We're using cookies, but you can turn them off in your browser settings. Otherwise, you are agreeing to our use of cookies. Learn more in our Privacy Policy

Bridge over ocean
1 March 2016 CFA Institute Journal Review

Backtesting (Digest Summary)

  1. Clifford S. Ang, CFA

Because of the potential for data mining and multiple testing, it is common practice to haircut reported Sharpe ratios by 50% when evaluating backtests of trading strategies. The authors propose an approach that calculates a haircut to the Sharpe ratios to account for data mining and multiple testing. The result is a “haircut Sharpe ratio” that penalizes trading strategies that generate high Sharpe ratios less than those strategies with marginal Sharpe ratios.

What’s Inside?

The reported results of trading strategies typically are the product of data mining and multiple testing. Because the data mining approach examines many strategies until one is found that works, a common rule of thumb is to discount Sharpe ratios of backtested strategies by 50%. The authors propose a method of reducing the reported Sharpe ratios to account for data mining and multiple testing. The end result is what the authors call the “haircut Sharpe ratio.” Strategies with high Sharpe ratios are penalized less, and strategies with low Sharpe ratios are penalized more. This haircut Sharpe ratio can then be translated into a minimum profitability hurdle for the investor to exceed.

How Is This Research Useful to Practitioners?

The results reported in academic and practitioner research with respect to trading strategies often suffer from the issue of data mining. For example, researchers attempting to develop trading strategies are likely to try different tests until they find one that eventually works and only report those results. In such situations, the use of a t-statistic of 2.0 (i.e., a probability value of 5%), which is appropriate in a single test framework, may not be the appropriate cutoff for statistical significance under a multiple testing approach.
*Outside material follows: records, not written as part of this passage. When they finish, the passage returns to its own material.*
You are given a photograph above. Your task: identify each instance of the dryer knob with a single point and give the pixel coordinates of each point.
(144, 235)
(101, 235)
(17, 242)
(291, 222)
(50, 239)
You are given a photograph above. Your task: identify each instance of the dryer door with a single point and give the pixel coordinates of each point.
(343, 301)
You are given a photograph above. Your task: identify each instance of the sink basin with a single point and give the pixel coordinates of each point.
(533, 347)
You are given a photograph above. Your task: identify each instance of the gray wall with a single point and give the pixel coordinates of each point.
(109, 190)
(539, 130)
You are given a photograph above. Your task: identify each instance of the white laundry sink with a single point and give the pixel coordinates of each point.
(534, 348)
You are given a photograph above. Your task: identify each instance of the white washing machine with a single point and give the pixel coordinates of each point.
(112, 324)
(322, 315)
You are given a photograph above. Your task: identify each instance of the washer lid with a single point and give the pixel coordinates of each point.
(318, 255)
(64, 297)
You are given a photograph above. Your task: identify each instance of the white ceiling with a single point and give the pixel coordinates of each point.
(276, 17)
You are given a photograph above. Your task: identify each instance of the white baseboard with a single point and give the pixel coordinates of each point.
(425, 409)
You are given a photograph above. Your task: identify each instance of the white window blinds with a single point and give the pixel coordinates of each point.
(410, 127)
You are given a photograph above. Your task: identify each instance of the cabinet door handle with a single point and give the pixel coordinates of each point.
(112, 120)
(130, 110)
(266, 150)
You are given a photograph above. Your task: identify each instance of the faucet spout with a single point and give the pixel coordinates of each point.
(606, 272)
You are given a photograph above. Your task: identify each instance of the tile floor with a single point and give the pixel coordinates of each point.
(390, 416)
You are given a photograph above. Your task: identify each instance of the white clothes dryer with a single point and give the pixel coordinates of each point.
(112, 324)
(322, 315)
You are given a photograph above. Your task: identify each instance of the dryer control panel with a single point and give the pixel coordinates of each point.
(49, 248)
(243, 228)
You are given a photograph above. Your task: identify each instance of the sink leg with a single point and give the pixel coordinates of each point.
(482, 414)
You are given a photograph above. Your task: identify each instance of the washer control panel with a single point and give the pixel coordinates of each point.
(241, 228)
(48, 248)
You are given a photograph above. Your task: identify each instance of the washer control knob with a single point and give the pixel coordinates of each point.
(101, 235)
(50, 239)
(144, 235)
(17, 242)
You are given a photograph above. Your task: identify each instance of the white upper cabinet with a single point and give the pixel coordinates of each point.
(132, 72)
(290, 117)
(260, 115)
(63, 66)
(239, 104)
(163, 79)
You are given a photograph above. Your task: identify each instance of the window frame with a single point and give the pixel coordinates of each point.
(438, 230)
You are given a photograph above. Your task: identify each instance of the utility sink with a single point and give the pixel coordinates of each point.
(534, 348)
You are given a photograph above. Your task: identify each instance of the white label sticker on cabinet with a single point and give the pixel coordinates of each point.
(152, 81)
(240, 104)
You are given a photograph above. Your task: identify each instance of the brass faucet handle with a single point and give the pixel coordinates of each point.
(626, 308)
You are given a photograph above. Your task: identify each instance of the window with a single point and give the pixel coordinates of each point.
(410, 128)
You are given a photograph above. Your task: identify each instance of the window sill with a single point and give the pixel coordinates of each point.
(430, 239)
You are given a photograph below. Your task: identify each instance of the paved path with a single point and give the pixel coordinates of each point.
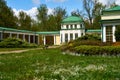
(20, 51)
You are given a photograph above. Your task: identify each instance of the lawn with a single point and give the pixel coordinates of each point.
(10, 49)
(51, 64)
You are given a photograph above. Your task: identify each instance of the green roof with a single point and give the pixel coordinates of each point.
(72, 19)
(49, 32)
(14, 30)
(116, 8)
(94, 30)
(26, 31)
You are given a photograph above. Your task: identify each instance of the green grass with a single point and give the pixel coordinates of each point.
(10, 49)
(51, 64)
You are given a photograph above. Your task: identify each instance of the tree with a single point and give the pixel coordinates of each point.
(93, 9)
(24, 21)
(59, 14)
(76, 13)
(42, 17)
(7, 18)
(88, 7)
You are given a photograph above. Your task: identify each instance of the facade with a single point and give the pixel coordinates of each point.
(110, 20)
(71, 28)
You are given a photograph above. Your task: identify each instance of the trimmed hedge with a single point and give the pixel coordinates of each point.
(97, 50)
(16, 43)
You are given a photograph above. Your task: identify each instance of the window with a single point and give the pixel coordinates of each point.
(109, 34)
(61, 38)
(0, 36)
(81, 34)
(71, 36)
(76, 35)
(75, 26)
(81, 25)
(67, 26)
(71, 26)
(66, 37)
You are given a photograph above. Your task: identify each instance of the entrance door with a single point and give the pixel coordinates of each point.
(50, 40)
(109, 34)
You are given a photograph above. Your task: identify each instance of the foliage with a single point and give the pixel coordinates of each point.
(7, 18)
(97, 50)
(15, 43)
(90, 37)
(87, 40)
(51, 64)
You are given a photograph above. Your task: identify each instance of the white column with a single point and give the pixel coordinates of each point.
(33, 38)
(79, 33)
(54, 39)
(29, 39)
(113, 31)
(18, 36)
(44, 40)
(24, 37)
(104, 33)
(63, 37)
(10, 35)
(1, 36)
(73, 36)
(38, 39)
(68, 37)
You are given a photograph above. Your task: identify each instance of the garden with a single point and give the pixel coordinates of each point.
(52, 64)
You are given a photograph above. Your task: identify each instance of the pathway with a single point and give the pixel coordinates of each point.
(20, 51)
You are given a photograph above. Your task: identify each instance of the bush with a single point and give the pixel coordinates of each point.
(90, 37)
(15, 43)
(97, 50)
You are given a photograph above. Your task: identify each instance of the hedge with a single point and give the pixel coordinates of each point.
(97, 50)
(16, 43)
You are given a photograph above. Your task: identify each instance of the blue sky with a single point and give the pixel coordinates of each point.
(69, 5)
(30, 6)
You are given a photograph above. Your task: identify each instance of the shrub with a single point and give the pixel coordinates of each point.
(90, 37)
(15, 43)
(97, 50)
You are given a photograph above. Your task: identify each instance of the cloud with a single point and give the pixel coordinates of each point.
(56, 0)
(109, 1)
(32, 12)
(36, 2)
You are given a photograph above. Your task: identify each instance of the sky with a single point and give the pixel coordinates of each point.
(30, 6)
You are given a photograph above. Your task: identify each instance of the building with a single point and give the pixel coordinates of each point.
(71, 28)
(110, 20)
(42, 38)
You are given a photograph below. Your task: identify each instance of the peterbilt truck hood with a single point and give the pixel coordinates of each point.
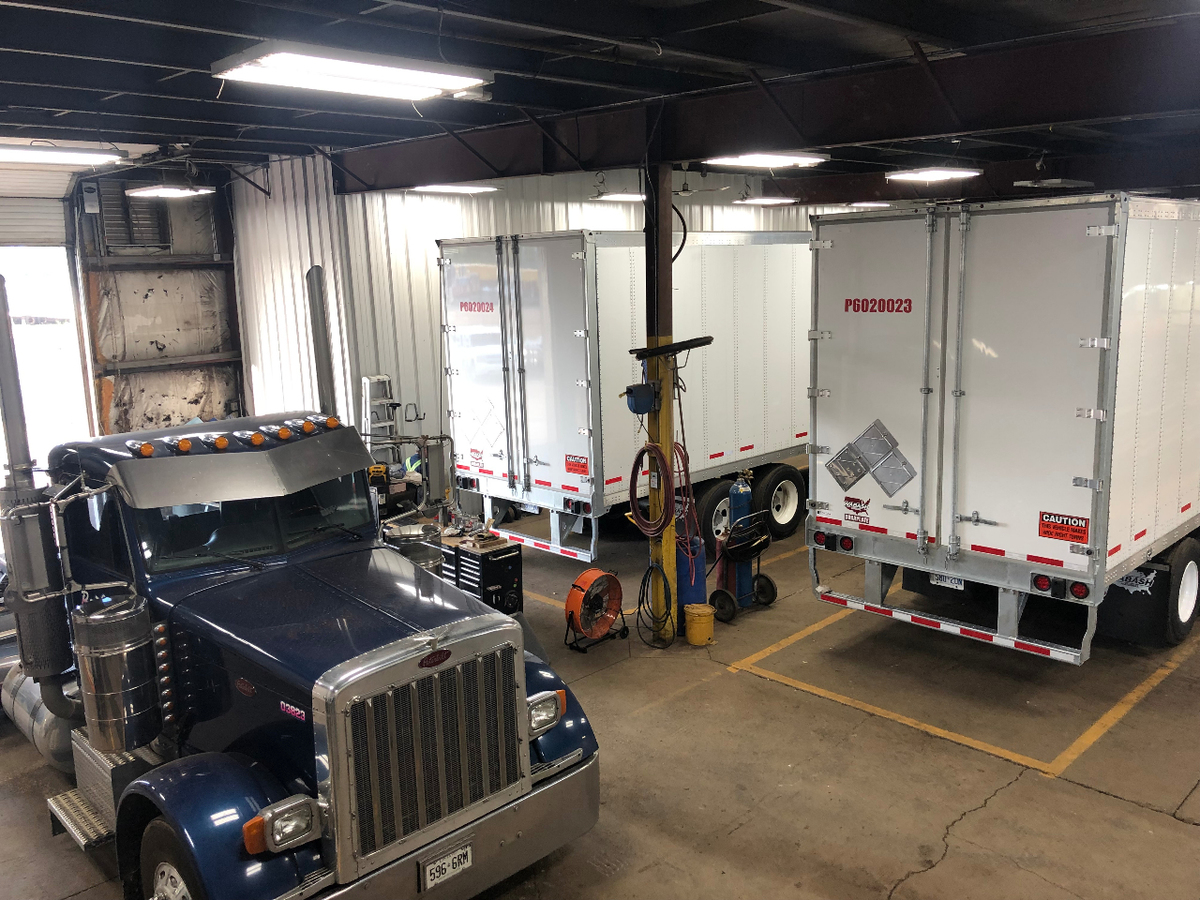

The authors propose a method by which the p-values can be adjusted to appropriately reflect multiple testing and arrive at a deflated Sharpe ratio that takes into account the effects of data mining.

Another benefit to practitioners of the authors’ research is that it provides a method to determine the minimum profitability hurdles for proposed strategies. The authors provide their computer code (available on the lead author’s website), in which the inputs are the desired significance level; the number of observations, the strategy volatility, and the assumed number of tests are included; and the output is the minimum average monthly return that the proposed strategy must exceed. Providing the code allows practitioners to implement the concepts presented and allows investors to make timely decisions about a proposed strategy’s viability.

The authors acknowledge several caveats to their method. First, because it is not known how many tests were actually conducted by the authors, an assumption has to be made about the number of tests that were performed. Second, the use of Sharpe ratios means that the method is also limited by factors that limit Sharpe ratios, such as nonlinearities in the trading strategy or the variance not being a complete measure of risk.

How Did the Authors Conduct This Research?

The framework of the research relies on the statistical concept of multiple testing. In a single test, a threshold t-statistic greater than 2.0 may be appropriate. But in multiple testing, the usual p-value for single tests no longer reflects the strategy’s statistical significance. In fact, it is not clear what the appropriate cutoff for statistical significance would be. The authors propose a method that attempts to answer this question.

Their method explicitly takes into account that there are hundreds of strategies that have been proposed and tested in the past, and they come up with a method to adjust the Sharpe ratio (denoted as the haircut Sharpe ratio) to account for the multiple tests. This haircut Sharpe ratio can be interpreted as the Sharpe ratio that would have resulted from a single test.

The authors apply their multiple testing adjustment to the following three strategies: earnings-to-price ratio, momentum, and the betting against beta factor. These three strategies cover three different investment styles—value, trend following, and potential distortions induced by leverage, respectively. The authors do not account for transaction costs, so the Sharpe ratios and t-statistics they report are overstated.

They also provide a method to calculate the minimum profitability hurdle the trading strategy must exceed given the desired significance level, the number of observations, the strategy volatility, and the assumed number of tests. The resulting minimum profitability hurdle is intended to allow investors to make timely decisions about the viability of a particular trading strategy.

Abstractor’s Viewpoint

The authors highlight one of the effects of data mining that investors may or may not be aware of but is prevalent in a large number of empirical works produced by academics and practitioners. Because of data mining, many purportedly profitable investment strategies work in backtesting but do not perform as well when implemented. The procedures proposed by the authors appear to help investors identify which investment strategies would be more profitable in real time.